Di samping alasan itu, tim rekruiting amat tertarik pada kemunduran saya di DD. Tanpa adanya indikasi korupsi, kata mereka, lembaga telah diserahkan pada generasi berikut dengan smooth. Sikap seperti ini jadi cita-cita BRR. Sebab masa kerja BRR memang telah dipatok, selama-lamanya maksimal tujuh tahun. Setelah tujuh tahun, seluruh kerja BRR diserahkan pada masyarakat Aceh. Jadi BRR memang baru punya cita-cita. Sedang DD telah melakukannya. “Jadi tak ada alasan anda untuk menolak bergabung di BRR. Ahlan wasahlan”, kata tim rekruiting BRR.

Saya tertegun.

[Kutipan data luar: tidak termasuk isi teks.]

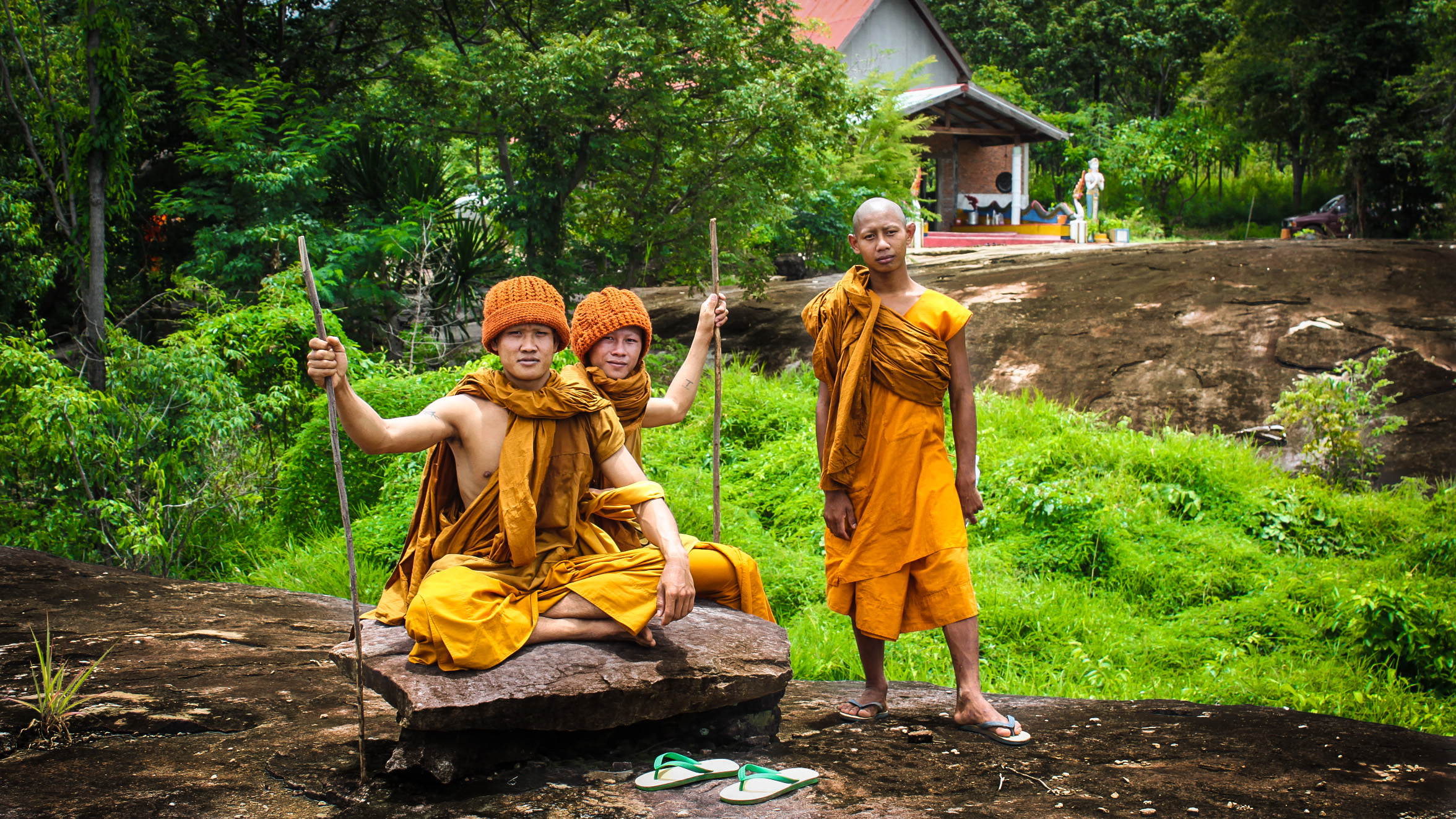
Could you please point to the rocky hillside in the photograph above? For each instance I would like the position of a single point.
(1198, 334)
(220, 703)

Terbata-bata saya ajukan kesulitan yang saya bayangkan. Bisa-bisa saja saya full di Aceh. Tapi saya menawar, bolehkah saya pulang ke Jakarta setiap dua minggu. Saya minta izin dua hari, untuk mengurus usaha yang tengah dibangun. Setelah 10 tahun di DD, saya harus mulai kehidupan dari nol lagi. Jika bergabung dengan BRR selama tujuh tahun di Aceh, haruskah saya mulai hidup dari nol lagi? Saya tak mau terlambat memulai usaha. Semakin usia bertambah, harusnya usaha juga makin dewasa. Jangan terbalik, usia makin uzur sedang usaha baru dilahirkan. Dalam usia yang tak lagi produktif, tentu sulit memulai usaha baru. Fase awal usaha baru, tentu harus ditopang oleh kekuatan yang masih enerjik.

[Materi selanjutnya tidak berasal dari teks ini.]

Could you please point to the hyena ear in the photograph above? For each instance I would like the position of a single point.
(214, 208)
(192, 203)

Dengan berat hati, akhirnya tim dan deputi ekonomi BRR mengizinkan. 1 Juni 2005, babak baru di Aceh pun dimulai. Dalam membakar semangat teman-teman, sering saya katakan bahwa DD merupakan shadow state. DD hidup dari zakat masyarakat. Sedang pemerintah hidup dari pajak masyarakat. Core activity DD adalah mencoba mengatasi kemiskinan masyarakat. Sementara pemerintah bertugas membangun kesejahteraan bagi bangsa. Amil sebagai pegawai DD dijamin hak-haknya. Pegawai pemerintah pun sesungguhnya telah dijamin hak-haknya. Perbedaannya terletak pada dua hal. Pertama skala kelembagaan, bahwa DD adalah lembaga kecil, sementara pemerintah adalah lembaga raksasa. Kedua pemahaman jati diri lembaga bahwa amil harus paham substansi DD sebagai lembaga nirlaba yang punya peran, fungsi dan tugas-tugasnya. Sementara berapa banyak dari pegawai pemerintah yang sadar pemerintah merupakan lembaga nirlaba? Sudahkan esensi organisasi pemerintah sebagai lembaga nirlaba disosialisasikan pada jajaran pegawai pemerintah.

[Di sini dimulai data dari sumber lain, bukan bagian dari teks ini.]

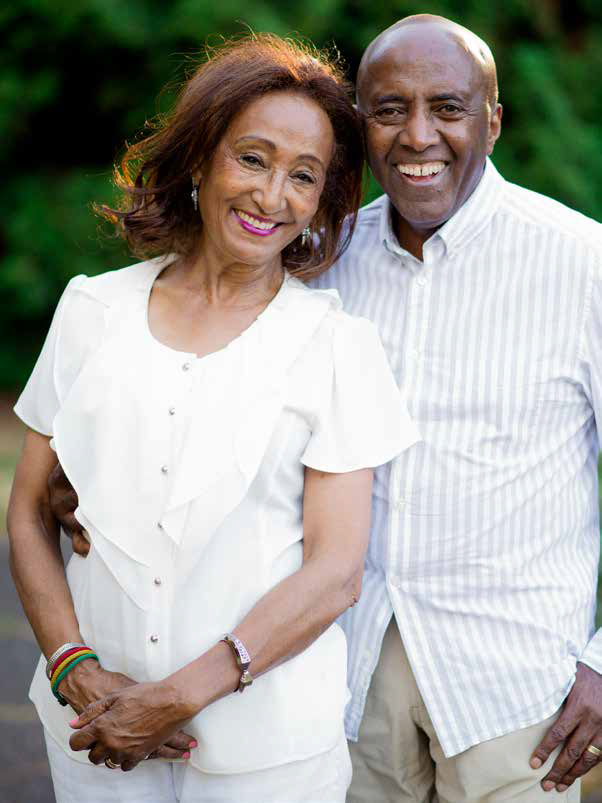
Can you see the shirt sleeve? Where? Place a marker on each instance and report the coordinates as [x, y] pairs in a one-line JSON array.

Karena itu tak bosan-bosan saya bangkitkan kesadaran, bahwa amil harus paham posisi. Bekerja di DD, perannya seperti negarawan. Syarat sebagai negarawan sebenarnya jelas. Kriterianya tak sulit digagas. Namun implementasinya bukan perkara mudah. Negarawan harus paham kedudukannya, kepentingan bangsa di atas segalanya. Tak bisa kompromi dengan beragam kepentingan, baik pribadi atau kelompok, kepentingan sesaat atau hanya jangka pendek. Apapun yang dilakukan konteksnya tetap mengarah pada kebangsaan. Kata-kata ini memang seolah-olah begitu heroik. Tetapi siapa suruh kerja di DD. Karena DD lembaga nirlaba, didanai dengan ZIS masyarakat, maka khidmatnya kembali kepada masyarakat.

Sejak 1 juni 2005 saya sudah di Aceh. Gugahan shadow state dan negarawan kini bukan wacana yang selalu saya dengung-dengungkan. Aceh merupakan satu wilayah independen. Propinsi yang punya otonomi khusus dengan kesyariahan sebagai kearifan lokalnya. Dalam konteks BRR, Aceh seolah the other state. Presidennya bukan lagi SBY, melainkan Kuntoro. Ini bukan hendak berpolitik-politikan. Tetapi permintaan BRR setingkat menteri dengan dana khusus serta status independennya, menempatkan BRR dan Aceh jadi amat menarik disimak.

Aceh memang baru lepas dari Tsunami. Tapi ternyata tak serta merta semua soal lenyap dibetot Tsunami. Justru Tsunami di Desember 2004 itu, mewarisi banyak soal. Tsunami menjadikan Aceh bagai rumah yang sebagian ambruk. Merehab rumah yang setengah ambruk, jauh lebih sulit ketimbang membangun rumah yang habis sama sekali. Sementara di reruntuhan rumah, masih ada kehidupan dengan segala problem traumatiknya. Belum lagi soal ini bisa ditemui jawabnya, soal GAM masih jadi batu sandungan. Sulit membangun kehidupan dalam kondisi yang tak jelas keamanannya. Soal kependudukan, status tanah dan lenyapnya berbagai asset, merupakan persoalan prioritas yang harus disikapi secara jernih. Kredit bank misalnya, haruskah segera di-write off atau tetap dijadikan sebagai utang. Jika yang berutang wafat terkena Tsunami, kemana bank harus menyelesaikannya. Sedang tanah-tanah yang tak lagi jelas batas-batasnya, juga harus segera ditindaki agar tak jadi bom waktu di kemudian hari. Tak bisa tentunya membangun sesuatu di atas tanah yang tak jelas status hukumnya.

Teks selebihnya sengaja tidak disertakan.